Transocean Ltd., the world’s largest offshore-rig contractor, reported second-quarter profit that beat analysts’ estimates as it controlled costs to maintain its rigs, partly to satisfy more stringent safety regulations following the Macondo oil spill.
Excluding various one-time items including a $750 million charge related to Macondo, the company beat by 28 cents the average of 32 analysts’ estimates compiled by Bloomberg. Sales climbed 10 percent to $2.6 billion.
The company reported a second-quarter loss of $304 million, or 86 cents a share, compared with a profit of $124 million, or 39 cents, a year earlier, the Vernier, Switzerland-based company said in a statement today.
The number of industry rigs operating in the U.S. Gulf of Mexico rose 45 percent to an average of 45 during the second quarter from 31 a year earlier, according to Baker Hughes Inc. Average daily operating costs are expected to climb in the range of 5 to 10 percent year over year, partly due to wages and maintenance, Chief Financial Officer Greg Cauthen told analysts and investors on a May 3 conference call.
“It was better revenue and better costs,” Luke Lemoine, an analyst at Capital One Southcoast in New Orleans, said in a telephone interview.
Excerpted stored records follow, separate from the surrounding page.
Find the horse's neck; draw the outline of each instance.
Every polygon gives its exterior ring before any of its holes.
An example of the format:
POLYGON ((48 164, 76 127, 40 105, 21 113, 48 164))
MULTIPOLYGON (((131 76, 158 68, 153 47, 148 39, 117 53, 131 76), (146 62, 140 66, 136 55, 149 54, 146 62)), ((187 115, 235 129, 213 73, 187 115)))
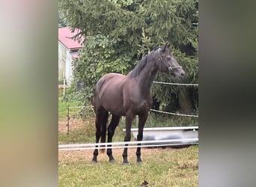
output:
MULTIPOLYGON (((150 64, 147 64, 150 65, 150 64)), ((156 68, 153 66, 145 67, 137 76, 138 84, 141 91, 150 90, 152 82, 156 75, 156 68)))

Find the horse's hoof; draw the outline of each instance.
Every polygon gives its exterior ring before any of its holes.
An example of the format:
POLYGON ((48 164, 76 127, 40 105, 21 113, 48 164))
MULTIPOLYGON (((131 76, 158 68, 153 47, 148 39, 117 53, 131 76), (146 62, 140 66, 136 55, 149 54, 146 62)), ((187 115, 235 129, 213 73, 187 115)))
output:
POLYGON ((111 160, 109 160, 109 162, 110 163, 115 163, 115 159, 111 159, 111 160))
POLYGON ((92 160, 92 161, 90 162, 90 163, 92 164, 92 165, 94 165, 94 164, 97 163, 97 161, 92 160))

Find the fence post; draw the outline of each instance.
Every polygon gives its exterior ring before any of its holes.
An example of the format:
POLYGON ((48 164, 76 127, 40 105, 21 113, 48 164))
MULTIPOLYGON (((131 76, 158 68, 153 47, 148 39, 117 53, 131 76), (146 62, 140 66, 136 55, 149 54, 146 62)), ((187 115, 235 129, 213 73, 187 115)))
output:
POLYGON ((68 135, 70 134, 70 106, 67 105, 67 135, 68 135))

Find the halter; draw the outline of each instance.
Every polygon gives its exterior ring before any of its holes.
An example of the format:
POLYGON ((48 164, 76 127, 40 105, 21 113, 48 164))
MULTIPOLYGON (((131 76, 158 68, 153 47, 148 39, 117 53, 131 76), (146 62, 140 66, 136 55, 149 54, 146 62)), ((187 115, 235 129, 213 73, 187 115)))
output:
MULTIPOLYGON (((160 48, 158 49, 158 50, 157 50, 157 54, 160 56, 159 60, 160 60, 161 62, 162 63, 162 56, 161 56, 161 55, 160 55, 160 48)), ((161 70, 162 70, 162 63, 160 64, 160 69, 161 69, 161 70)), ((181 69, 181 68, 182 68, 181 66, 174 66, 174 67, 169 66, 169 67, 168 67, 168 70, 169 71, 172 71, 173 70, 181 69)))

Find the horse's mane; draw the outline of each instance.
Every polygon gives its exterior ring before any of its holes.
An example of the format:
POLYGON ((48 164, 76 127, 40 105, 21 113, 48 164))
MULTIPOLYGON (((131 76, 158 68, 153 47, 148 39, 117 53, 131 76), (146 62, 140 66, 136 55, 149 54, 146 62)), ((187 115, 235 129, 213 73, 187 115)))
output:
POLYGON ((141 71, 142 70, 143 67, 146 65, 147 61, 147 58, 150 54, 146 55, 137 64, 137 66, 129 73, 130 77, 135 77, 138 76, 141 71))

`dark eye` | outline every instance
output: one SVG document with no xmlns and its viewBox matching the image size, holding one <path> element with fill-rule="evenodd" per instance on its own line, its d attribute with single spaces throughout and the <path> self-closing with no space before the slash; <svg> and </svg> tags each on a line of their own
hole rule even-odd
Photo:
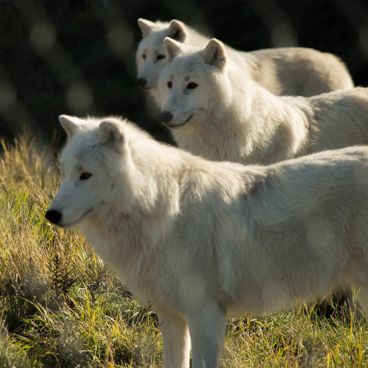
<svg viewBox="0 0 368 368">
<path fill-rule="evenodd" d="M 80 180 L 85 180 L 88 178 L 90 178 L 92 176 L 92 174 L 90 173 L 82 173 L 82 174 L 79 177 Z"/>
</svg>

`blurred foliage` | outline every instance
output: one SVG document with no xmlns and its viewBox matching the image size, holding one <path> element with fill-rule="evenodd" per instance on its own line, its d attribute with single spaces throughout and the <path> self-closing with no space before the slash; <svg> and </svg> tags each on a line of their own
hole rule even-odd
<svg viewBox="0 0 368 368">
<path fill-rule="evenodd" d="M 135 84 L 139 17 L 178 19 L 246 51 L 332 52 L 368 85 L 368 5 L 359 0 L 0 0 L 0 135 L 11 139 L 26 124 L 40 142 L 55 131 L 62 141 L 60 114 L 112 114 L 169 141 Z"/>
</svg>

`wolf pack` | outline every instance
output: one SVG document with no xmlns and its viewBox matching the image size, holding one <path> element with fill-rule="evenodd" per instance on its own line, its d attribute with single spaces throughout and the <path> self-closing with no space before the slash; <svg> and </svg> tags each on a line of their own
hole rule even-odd
<svg viewBox="0 0 368 368">
<path fill-rule="evenodd" d="M 352 287 L 368 315 L 368 88 L 302 47 L 244 52 L 139 18 L 137 83 L 177 147 L 61 115 L 45 217 L 157 314 L 166 368 L 219 366 L 226 318 Z"/>
</svg>

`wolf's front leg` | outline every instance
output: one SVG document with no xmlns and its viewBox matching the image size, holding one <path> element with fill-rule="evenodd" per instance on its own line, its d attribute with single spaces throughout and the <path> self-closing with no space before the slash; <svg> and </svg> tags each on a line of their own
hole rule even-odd
<svg viewBox="0 0 368 368">
<path fill-rule="evenodd" d="M 188 316 L 192 342 L 192 368 L 216 368 L 223 344 L 225 311 L 216 305 L 195 311 Z"/>
<path fill-rule="evenodd" d="M 189 368 L 190 337 L 186 321 L 166 312 L 157 314 L 165 368 Z"/>
</svg>

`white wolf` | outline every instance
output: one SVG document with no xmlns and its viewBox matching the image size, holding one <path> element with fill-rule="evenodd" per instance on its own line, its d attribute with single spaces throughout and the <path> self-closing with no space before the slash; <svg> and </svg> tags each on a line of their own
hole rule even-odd
<svg viewBox="0 0 368 368">
<path fill-rule="evenodd" d="M 227 315 L 360 289 L 368 312 L 368 148 L 268 167 L 209 161 L 126 121 L 61 116 L 45 217 L 80 224 L 158 314 L 166 368 L 218 366 Z"/>
<path fill-rule="evenodd" d="M 137 83 L 149 91 L 161 106 L 157 82 L 166 64 L 163 40 L 169 37 L 185 44 L 204 47 L 209 39 L 182 22 L 151 22 L 139 18 L 142 39 L 136 55 Z M 332 54 L 304 47 L 281 47 L 249 52 L 228 46 L 227 52 L 236 60 L 242 73 L 276 95 L 319 95 L 354 84 L 345 64 Z"/>
<path fill-rule="evenodd" d="M 165 39 L 159 117 L 179 146 L 216 161 L 268 164 L 368 144 L 368 89 L 276 96 L 242 72 L 215 39 L 199 49 Z"/>
</svg>

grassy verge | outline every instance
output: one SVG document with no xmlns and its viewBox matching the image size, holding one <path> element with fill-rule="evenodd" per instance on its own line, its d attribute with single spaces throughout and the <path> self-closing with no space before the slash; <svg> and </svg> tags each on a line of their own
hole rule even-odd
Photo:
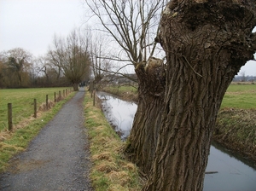
<svg viewBox="0 0 256 191">
<path fill-rule="evenodd" d="M 256 162 L 256 109 L 221 109 L 212 138 Z"/>
<path fill-rule="evenodd" d="M 61 107 L 75 95 L 69 94 L 64 100 L 55 103 L 51 109 L 41 113 L 37 119 L 30 118 L 22 121 L 22 125 L 16 126 L 13 131 L 0 132 L 0 172 L 4 171 L 9 165 L 9 159 L 16 153 L 25 150 L 29 142 L 58 113 Z"/>
<path fill-rule="evenodd" d="M 30 88 L 30 89 L 4 89 L 0 90 L 0 130 L 8 129 L 7 104 L 12 103 L 13 124 L 16 125 L 33 113 L 34 99 L 37 99 L 38 111 L 44 111 L 46 95 L 49 105 L 53 105 L 54 93 L 56 97 L 61 91 L 63 96 L 66 88 Z"/>
<path fill-rule="evenodd" d="M 125 159 L 125 142 L 117 136 L 100 107 L 93 107 L 87 92 L 84 99 L 85 127 L 88 130 L 93 166 L 90 178 L 96 190 L 141 190 L 135 165 Z"/>
</svg>

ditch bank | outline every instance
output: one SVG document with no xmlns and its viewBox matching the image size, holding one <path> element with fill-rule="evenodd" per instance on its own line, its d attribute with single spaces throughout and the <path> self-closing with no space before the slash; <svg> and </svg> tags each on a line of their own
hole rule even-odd
<svg viewBox="0 0 256 191">
<path fill-rule="evenodd" d="M 122 100 L 137 101 L 135 92 L 103 90 Z M 251 160 L 256 166 L 256 109 L 220 109 L 212 141 Z"/>
<path fill-rule="evenodd" d="M 256 166 L 256 109 L 221 109 L 212 140 Z"/>
</svg>

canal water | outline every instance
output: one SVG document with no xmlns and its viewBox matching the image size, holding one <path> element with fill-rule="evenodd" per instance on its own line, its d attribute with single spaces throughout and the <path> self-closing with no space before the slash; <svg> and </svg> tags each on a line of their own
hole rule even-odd
<svg viewBox="0 0 256 191">
<path fill-rule="evenodd" d="M 130 134 L 137 104 L 118 99 L 105 92 L 97 92 L 108 122 L 125 140 Z M 208 157 L 204 191 L 256 191 L 256 164 L 212 143 Z"/>
</svg>

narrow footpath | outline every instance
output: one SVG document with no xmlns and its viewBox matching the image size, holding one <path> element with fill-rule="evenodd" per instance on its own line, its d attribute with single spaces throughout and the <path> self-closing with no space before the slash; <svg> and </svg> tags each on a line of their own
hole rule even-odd
<svg viewBox="0 0 256 191">
<path fill-rule="evenodd" d="M 0 190 L 93 190 L 84 127 L 84 91 L 79 91 L 0 174 Z"/>
</svg>

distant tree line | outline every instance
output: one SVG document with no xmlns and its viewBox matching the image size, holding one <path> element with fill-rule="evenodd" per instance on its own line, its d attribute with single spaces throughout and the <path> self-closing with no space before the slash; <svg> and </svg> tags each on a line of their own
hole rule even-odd
<svg viewBox="0 0 256 191">
<path fill-rule="evenodd" d="M 73 86 L 90 76 L 89 42 L 76 30 L 66 38 L 55 36 L 44 56 L 15 48 L 0 53 L 0 88 Z"/>
</svg>

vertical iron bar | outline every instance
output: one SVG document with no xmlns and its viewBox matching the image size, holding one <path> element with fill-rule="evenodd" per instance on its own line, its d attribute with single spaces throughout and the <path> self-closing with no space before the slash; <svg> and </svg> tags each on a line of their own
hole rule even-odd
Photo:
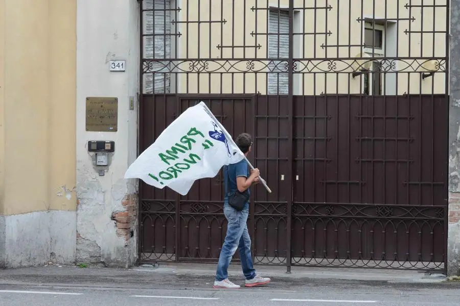
<svg viewBox="0 0 460 306">
<path fill-rule="evenodd" d="M 201 37 L 201 36 L 200 35 L 200 32 L 201 32 L 201 22 L 200 22 L 200 17 L 201 15 L 201 14 L 200 13 L 200 12 L 201 12 L 201 6 L 200 5 L 201 4 L 200 3 L 200 0 L 198 0 L 198 26 L 197 26 L 198 28 L 198 37 L 197 37 L 198 41 L 197 41 L 197 42 L 196 44 L 196 47 L 197 49 L 197 54 L 197 54 L 198 58 L 199 58 L 199 59 L 200 58 L 200 49 L 201 48 L 200 48 L 200 46 L 201 44 L 201 41 L 200 39 L 200 38 Z M 210 27 L 211 27 L 211 23 L 209 23 L 209 26 L 210 26 Z M 199 70 L 198 70 L 197 72 L 196 79 L 197 79 L 197 80 L 196 80 L 196 87 L 197 87 L 196 93 L 200 93 L 200 71 Z M 198 237 L 199 237 L 199 235 L 198 236 Z"/>
<path fill-rule="evenodd" d="M 352 10 L 352 5 L 351 5 L 352 0 L 348 0 L 348 57 L 349 58 L 351 58 L 351 10 Z M 352 105 L 352 100 L 351 100 L 351 95 L 350 94 L 351 91 L 351 80 L 350 80 L 350 76 L 348 78 L 348 141 L 347 142 L 347 146 L 348 147 L 348 149 L 347 150 L 347 152 L 348 152 L 348 171 L 347 172 L 348 173 L 348 181 L 350 181 L 351 180 L 351 123 L 350 122 L 350 120 L 351 120 L 351 105 Z M 361 80 L 361 76 L 359 78 L 359 80 Z M 359 180 L 361 180 L 361 177 L 359 178 Z M 348 196 L 348 202 L 351 202 L 351 191 L 350 190 L 350 184 L 347 184 L 347 195 Z M 350 249 L 351 248 L 349 248 L 348 251 L 350 252 L 349 253 L 349 254 L 351 254 L 351 250 Z"/>
<path fill-rule="evenodd" d="M 423 0 L 421 1 L 421 7 L 420 7 L 420 12 L 421 12 L 421 18 L 420 18 L 420 56 L 423 57 Z M 434 7 L 433 7 L 434 9 Z M 434 31 L 434 29 L 433 29 L 433 31 Z M 433 42 L 434 44 L 434 41 Z M 434 75 L 433 75 L 431 78 L 431 80 L 434 79 Z M 422 177 L 422 167 L 423 166 L 423 164 L 422 163 L 422 158 L 423 158 L 423 154 L 422 152 L 422 142 L 423 141 L 423 139 L 422 138 L 422 104 L 423 103 L 424 99 L 423 98 L 423 92 L 422 86 L 423 84 L 422 83 L 422 74 L 419 74 L 419 158 L 420 159 L 420 164 L 419 167 L 419 182 L 423 182 L 423 180 Z M 431 92 L 431 99 L 432 101 L 433 98 L 433 92 Z M 434 135 L 433 135 L 434 136 Z M 432 139 L 432 137 L 431 137 Z M 408 180 L 410 181 L 410 180 Z M 424 201 L 422 198 L 422 189 L 423 188 L 423 185 L 421 184 L 419 184 L 419 200 L 418 202 L 419 203 L 419 205 L 422 206 L 424 205 Z M 431 187 L 432 188 L 433 185 L 431 185 Z M 421 239 L 422 234 L 420 234 Z M 422 245 L 420 244 L 420 250 L 419 253 L 422 252 Z"/>
<path fill-rule="evenodd" d="M 400 0 L 397 0 L 397 2 L 396 3 L 396 7 L 397 8 L 396 9 L 396 19 L 399 19 L 399 2 L 400 2 Z M 409 15 L 409 17 L 410 17 L 410 15 Z M 398 56 L 399 56 L 399 23 L 397 22 L 396 23 L 396 57 L 397 58 Z M 396 135 L 398 135 L 398 130 L 399 130 L 399 127 L 398 126 L 399 124 L 399 120 L 398 119 L 398 115 L 399 114 L 399 104 L 398 103 L 399 94 L 399 92 L 398 92 L 398 83 L 399 81 L 399 73 L 396 73 L 396 75 L 395 79 L 396 79 L 395 82 L 396 82 L 396 84 L 395 84 L 395 85 L 396 86 L 395 91 L 396 92 L 396 101 L 395 101 L 396 106 L 396 119 L 395 119 L 395 121 L 396 122 L 396 133 L 397 133 Z M 396 141 L 396 144 L 395 146 L 395 150 L 396 150 L 395 152 L 395 160 L 397 160 L 397 161 L 398 160 L 398 142 L 399 142 L 399 141 Z M 395 188 L 396 190 L 395 191 L 395 197 L 396 198 L 396 200 L 395 201 L 395 204 L 396 205 L 398 205 L 398 202 L 399 197 L 399 193 L 398 192 L 398 190 L 399 189 L 399 183 L 400 177 L 399 177 L 399 175 L 398 174 L 398 163 L 396 162 L 396 163 L 395 163 L 395 173 L 396 173 L 396 188 Z M 396 236 L 396 242 L 397 243 L 398 242 L 398 236 Z"/>
<path fill-rule="evenodd" d="M 351 1 L 351 0 L 350 0 L 350 1 Z M 361 0 L 361 17 L 360 17 L 360 18 L 361 19 L 363 19 L 363 16 L 364 16 L 364 3 L 363 2 L 363 1 Z M 364 34 L 365 29 L 365 23 L 363 23 L 362 28 L 359 29 L 360 30 L 359 32 L 361 33 L 361 35 L 360 35 L 361 40 L 360 40 L 360 46 L 359 47 L 359 48 L 360 48 L 360 54 L 361 54 L 361 57 L 362 57 L 362 55 L 363 55 L 363 54 L 362 54 L 362 53 L 363 53 L 362 45 L 363 45 L 363 35 Z M 360 115 L 361 115 L 361 116 L 359 117 L 359 136 L 362 137 L 363 137 L 363 135 L 362 135 L 363 117 L 362 116 L 363 115 L 364 115 L 364 114 L 363 113 L 363 110 L 362 110 L 362 99 L 363 99 L 362 90 L 363 90 L 363 84 L 362 84 L 363 78 L 362 78 L 362 75 L 359 76 L 359 79 L 359 79 L 359 112 L 360 112 Z M 364 80 L 365 80 L 365 79 L 364 79 Z M 362 147 L 363 147 L 363 142 L 360 142 L 360 143 L 359 143 L 359 158 L 361 159 L 363 159 Z M 359 162 L 359 175 L 360 175 L 360 180 L 361 181 L 365 181 L 364 178 L 363 177 L 363 175 L 362 164 L 363 164 L 362 161 L 360 161 L 360 162 Z M 365 169 L 366 169 L 366 170 L 367 170 L 367 166 L 366 166 Z M 367 173 L 366 172 L 366 174 L 367 174 Z M 367 178 L 367 175 L 366 175 L 365 176 L 365 178 Z M 365 200 L 364 201 L 363 201 L 362 186 L 363 186 L 363 184 L 359 184 L 359 199 L 360 199 L 360 203 L 365 202 L 367 202 L 367 198 L 366 198 Z M 367 190 L 367 188 L 366 188 L 366 189 Z M 361 227 L 360 228 L 360 229 L 359 229 L 360 230 L 359 232 L 360 239 L 359 239 L 359 245 L 358 246 L 358 250 L 359 250 L 358 253 L 359 254 L 359 257 L 360 257 L 359 259 L 361 259 L 361 260 L 363 259 L 363 252 L 365 251 L 367 249 L 366 247 L 366 245 L 363 246 L 363 243 L 362 243 L 363 236 L 365 236 L 365 234 L 363 234 L 363 224 L 364 224 L 364 222 L 361 222 Z"/>
<path fill-rule="evenodd" d="M 155 0 L 153 0 L 153 1 L 154 1 Z M 166 10 L 167 10 L 166 3 L 167 3 L 166 1 L 165 1 L 163 3 L 163 11 L 162 11 L 162 13 L 163 13 L 163 33 L 162 33 L 163 34 L 163 35 L 160 36 L 160 37 L 163 38 L 163 58 L 164 59 L 166 58 L 166 39 L 167 39 L 167 34 L 168 34 L 168 32 L 166 31 L 166 12 L 168 11 Z M 171 2 L 170 1 L 169 2 L 169 8 L 170 9 L 171 8 Z M 154 12 L 153 13 L 153 16 L 155 16 Z M 171 20 L 170 20 L 170 21 Z M 169 24 L 168 24 L 168 26 L 169 26 Z M 154 33 L 153 34 L 154 35 L 155 33 Z M 170 30 L 170 34 L 171 34 Z M 153 39 L 155 39 L 155 37 L 156 37 L 156 35 L 154 36 Z M 170 36 L 169 37 L 170 39 L 171 36 Z M 169 46 L 170 47 L 171 47 L 171 40 L 170 40 Z M 155 50 L 154 50 L 153 52 L 154 52 Z M 169 57 L 171 58 L 170 49 L 169 54 L 170 54 Z M 166 93 L 167 93 L 167 90 L 166 90 L 166 74 L 167 74 L 167 73 L 163 73 L 163 94 L 164 95 L 163 96 L 163 97 L 164 97 L 164 98 L 165 99 L 165 101 L 166 100 Z"/>
<path fill-rule="evenodd" d="M 243 58 L 246 58 L 246 0 L 243 2 Z M 254 45 L 256 45 L 256 44 Z M 256 49 L 257 48 L 254 48 Z M 246 93 L 246 72 L 243 72 L 243 93 Z M 246 108 L 244 108 L 246 109 Z M 246 122 L 245 121 L 244 121 Z"/>
<path fill-rule="evenodd" d="M 188 8 L 188 6 L 187 6 L 187 7 Z M 188 20 L 188 19 L 187 20 Z M 188 33 L 187 33 L 187 35 L 188 36 Z M 165 120 L 167 120 L 167 117 L 166 117 L 166 109 L 167 108 L 167 106 L 166 106 L 167 103 L 167 100 L 166 99 L 166 97 L 165 97 Z M 177 117 L 178 117 L 180 114 L 180 109 L 181 109 L 180 98 L 179 97 L 178 95 L 176 95 L 176 114 L 177 114 Z M 167 122 L 165 122 L 165 123 L 166 123 L 166 124 L 165 124 L 165 128 L 166 128 L 166 125 L 168 124 Z M 166 197 L 165 197 L 164 198 L 166 198 Z M 176 243 L 175 243 L 176 256 L 175 257 L 175 259 L 176 262 L 177 263 L 177 262 L 179 262 L 179 252 L 180 252 L 180 247 L 179 246 L 180 244 L 180 194 L 178 193 L 177 193 L 177 194 L 176 195 L 175 223 L 176 223 L 176 224 L 175 224 L 176 226 L 175 226 L 175 233 L 174 233 L 174 234 L 175 234 L 174 236 L 175 236 L 175 241 L 176 241 Z M 166 230 L 165 230 L 165 231 L 166 231 Z M 189 234 L 189 233 L 188 232 L 187 236 L 188 236 Z M 188 246 L 188 241 L 187 241 L 187 246 Z M 188 250 L 188 251 L 190 250 L 190 249 L 188 248 L 187 249 Z M 186 256 L 185 257 L 187 257 L 187 254 L 186 254 Z"/>
<path fill-rule="evenodd" d="M 288 67 L 288 108 L 289 109 L 289 155 L 288 156 L 290 159 L 289 163 L 289 177 L 290 185 L 288 190 L 290 192 L 290 198 L 288 198 L 288 203 L 287 204 L 287 216 L 286 227 L 287 237 L 286 237 L 286 272 L 287 273 L 291 272 L 291 214 L 292 214 L 292 187 L 294 184 L 293 171 L 292 167 L 294 166 L 294 156 L 293 154 L 292 145 L 293 142 L 293 133 L 294 132 L 293 124 L 293 80 L 294 80 L 294 60 L 293 60 L 293 43 L 294 43 L 294 35 L 293 35 L 293 27 L 294 27 L 294 0 L 289 0 L 289 63 Z"/>
<path fill-rule="evenodd" d="M 214 0 L 215 1 L 216 0 Z M 211 5 L 210 0 L 210 5 Z M 224 0 L 220 0 L 220 20 L 223 20 L 223 3 Z M 220 45 L 223 45 L 223 22 L 220 22 Z M 211 26 L 210 23 L 210 27 Z M 220 58 L 223 58 L 223 48 L 220 48 Z M 219 93 L 222 93 L 222 89 L 223 89 L 223 72 L 220 72 L 220 92 Z"/>
<path fill-rule="evenodd" d="M 235 58 L 235 1 L 232 2 L 232 58 Z M 234 72 L 232 72 L 232 93 L 235 93 Z"/>
<path fill-rule="evenodd" d="M 190 58 L 189 57 L 189 37 L 190 36 L 190 32 L 189 31 L 189 8 L 190 6 L 190 2 L 189 0 L 187 0 L 187 9 L 186 11 L 186 32 L 187 33 L 187 37 L 186 38 L 186 58 L 188 59 Z M 189 93 L 189 72 L 187 71 L 186 72 L 186 93 Z"/>
<path fill-rule="evenodd" d="M 138 129 L 138 140 L 137 140 L 137 155 L 140 154 L 141 148 L 144 145 L 144 120 L 143 119 L 142 112 L 144 107 L 144 103 L 143 103 L 143 99 L 144 97 L 144 74 L 142 73 L 143 67 L 144 67 L 144 11 L 143 7 L 143 2 L 138 4 L 139 6 L 139 22 L 140 23 L 140 27 L 141 29 L 141 39 L 139 40 L 139 51 L 140 55 L 141 67 L 139 69 L 139 104 L 138 116 L 139 120 L 139 126 Z M 142 197 L 144 195 L 144 190 L 143 190 L 143 183 L 139 182 L 139 192 L 137 193 L 137 262 L 139 263 L 140 260 L 142 258 L 142 244 L 143 244 L 143 235 L 142 235 Z"/>
<path fill-rule="evenodd" d="M 178 1 L 178 0 L 175 0 L 175 1 L 174 2 L 174 20 L 176 21 L 178 21 L 177 20 L 177 7 L 178 7 L 177 1 Z M 171 5 L 170 5 L 170 6 L 171 6 Z M 177 30 L 177 28 L 179 27 L 179 23 L 176 23 L 175 24 L 174 24 L 174 59 L 175 60 L 178 58 L 177 49 L 178 48 L 178 46 L 179 45 L 179 44 L 178 43 L 178 40 L 178 40 L 177 34 L 179 32 L 179 31 Z M 176 69 L 174 69 L 174 70 L 176 70 Z M 177 71 L 177 70 L 176 70 L 176 71 Z M 174 74 L 174 81 L 175 81 L 174 83 L 175 83 L 174 84 L 174 87 L 175 88 L 175 90 L 174 90 L 174 93 L 175 93 L 176 94 L 177 94 L 178 93 L 178 91 L 179 91 L 179 75 L 180 75 L 180 74 L 177 72 L 175 73 L 173 72 L 173 74 Z"/>
<path fill-rule="evenodd" d="M 256 14 L 257 11 L 256 11 Z M 257 139 L 256 138 L 256 135 L 257 135 L 257 120 L 258 119 L 258 117 L 257 117 L 257 93 L 256 93 L 252 97 L 252 99 L 251 100 L 251 109 L 252 109 L 252 116 L 250 117 L 250 118 L 253 118 L 254 120 L 252 120 L 252 133 L 254 135 L 254 142 L 255 145 L 254 146 L 254 160 L 257 161 L 257 158 L 259 157 L 259 155 L 257 153 L 258 151 L 258 147 L 257 145 Z M 256 167 L 257 166 L 256 165 Z M 267 169 L 265 169 L 265 171 L 267 171 Z M 251 245 L 251 254 L 252 256 L 252 262 L 254 262 L 254 261 L 256 259 L 256 251 L 257 249 L 256 248 L 256 245 L 257 244 L 256 242 L 256 202 L 257 201 L 258 198 L 257 197 L 257 193 L 254 193 L 254 200 L 252 201 L 250 201 L 249 202 L 249 235 L 251 237 L 251 240 L 252 241 L 252 243 Z"/>
<path fill-rule="evenodd" d="M 213 14 L 212 14 L 213 6 L 211 5 L 211 0 L 209 0 L 209 21 L 210 21 L 212 20 L 212 18 L 213 18 Z M 214 0 L 214 1 L 215 1 L 216 0 Z M 209 41 L 208 42 L 209 43 L 209 57 L 210 59 L 212 59 L 213 57 L 211 55 L 211 53 L 212 53 L 211 45 L 212 45 L 212 43 L 213 43 L 213 39 L 212 37 L 212 33 L 211 33 L 211 24 L 210 23 L 208 23 L 208 27 L 209 27 Z M 212 76 L 212 75 L 213 75 L 212 73 L 208 72 L 208 92 L 209 93 L 211 93 L 211 76 Z"/>
<path fill-rule="evenodd" d="M 444 101 L 444 104 L 446 105 L 445 107 L 449 109 L 449 85 L 450 85 L 450 79 L 449 79 L 449 57 L 450 56 L 450 49 L 449 45 L 449 38 L 450 37 L 450 1 L 449 0 L 446 0 L 446 15 L 447 19 L 446 20 L 446 53 L 445 56 L 446 57 L 446 69 L 445 69 L 445 80 L 446 80 L 446 86 L 445 86 L 445 100 Z M 433 44 L 434 44 L 434 43 Z M 446 116 L 445 118 L 445 122 L 449 122 L 449 111 L 447 111 L 446 112 Z M 447 143 L 446 144 L 446 145 L 447 146 L 447 147 L 449 147 L 449 137 L 447 137 Z M 445 173 L 449 173 L 449 163 L 448 162 L 446 162 L 445 165 L 444 165 L 444 172 Z M 446 182 L 447 180 L 445 181 Z M 446 182 L 447 184 L 447 182 Z M 446 191 L 447 192 L 447 194 L 445 195 L 445 198 L 448 198 L 448 192 L 449 189 L 448 187 L 446 188 Z M 449 230 L 448 228 L 448 214 L 449 214 L 449 204 L 448 204 L 448 200 L 445 200 L 445 207 L 444 208 L 444 270 L 447 272 L 447 233 Z"/>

He rates the shares at add, which means investors should buy the stock, and owns none.
He expected the company’s costs to climb to $1.65 billion. Instead, Transocean’s adjusted operating and maintenance expenses climbed 9.8 percent to $1.61 billion compared to the first quarter.
The company was expected to report revenue of $2.5 billion, according to the average of 23 analyst estimates compiled by Bloomberg.
The results were released after the close of regular trading on U.S. markets. Transocean rose 0.4 percent to $48 at 5:57 p.m. in New York.
“Everybody in the industry has experienced cost inflation,” John Keller, an analyst at Stephens Inc. in Houston, said in a telephone interview before the earnings were released. He rates the shares at equalweight, which means investors should hold the stock.
Cauthen said on the call that 35 of its rigs were expected to be out of service for planned maintenance in the second quarter, a 35 percent climb from the first quarter.
Rental rates for the industry’s ultra-deepwater rigs, the world’s most complex and expensive drilling vessels, should climb 28 percent to a record $714,000 a day by the third quarter from about $560,000 in March, according to estimates by Ole Slorer, an analyst at Morgan Stanley who dubs the move a “super spike.”
Transocean owned the $365 million Deepwater Horizon rig that was destroyed in the BP Plc oil spill in the Gulf of Mexico. The company employed nine of the 11 workers who died in the April 2010 disaster.